UK Covid-19 vaccinations: Latest figures

Young women ‘five times more likely than men’ to suffer Covid symptoms months after being in hospital

Preliminary results from ongoing analysis show outcomes are worse in working-age females who survive severe coronavirus infection

Samuel Lovett
Science Correspondent
@samueljlovett
Friday 12 March 2021 18:36
comments

Younger female patients admitted to hospital with Covid-19 are five times more likely than their male counterparts to still be suffering with symptoms seven months after their onset, early research suggests.

Preliminary results from an ongoing study in the UK also found that this cohort, women and girls aged 50 and under, were also five times more likely than men to report a new disability in the months that followed their release from hospital.

The findings have been published by the government’s Scientific Advisory Group for Emergencies and come from the observational ISARIC study, which examines and investigates thousands of British patients admitted to hospital with Covid-19 throughout the pandemic.

Of the 325 patients who participated in the analysis, 77 per cent reported that they were suffering from fatigue an average of seven months after being infected, while 54 per cent still had shortness of breath.

Some 24 per cent of respondents to the study’s questionnaire reported a new disability. This included a “significant deterioration” in sight, walking, memory, self-care and communication, but not hearing.
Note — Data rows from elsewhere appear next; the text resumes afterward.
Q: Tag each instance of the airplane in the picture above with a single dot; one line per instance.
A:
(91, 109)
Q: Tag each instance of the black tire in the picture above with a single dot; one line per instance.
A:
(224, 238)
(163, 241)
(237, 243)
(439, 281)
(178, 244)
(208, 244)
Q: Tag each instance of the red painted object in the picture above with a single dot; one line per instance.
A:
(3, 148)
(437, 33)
The researchers said the patients were admitted to 31 different UK hospitals between 5 February and 4 October. Originally, 905 participants consented to follow-up, but only 361 (40 per cent) responded.

Thirty-six (four per cent) responded three months after the onset of their symptoms or returned incomplete questionnaires, leaving 325 (36 per cent) participants in the current analysis.

The mean average age of the cohort was 59 years old and was predominantly male (59 per cent), while the median follow-up time was seven months.

In minutes taken from a Sage meeting held on 25 February, the government’s scientists said “there may be some responder bias” to the study “as individuals who experienced symptoms (or more significant symptoms) may have been more likely to respond.”

Chief investigator Calum Semple, a professor of child health and outbreak medicine at the University of Liverpool, also cautioned that the findings were a “preliminary ‘first look’ at the data from an ongoing study” shared with ministers “as a ‘signal’ rather than a ‘message’.”

“The academic output is in preparation and will include more data, refined analysis, and incorporate additional interpretation,” he told The Independent.

He said the preliminary data had only appeared in the public landscape because of the transparency of Sage, and has yet to be peer-reviewed.

The study added that overall recovery was worse in patients who had required invasive ventilation, compared to those who had not required any form of oxygen support.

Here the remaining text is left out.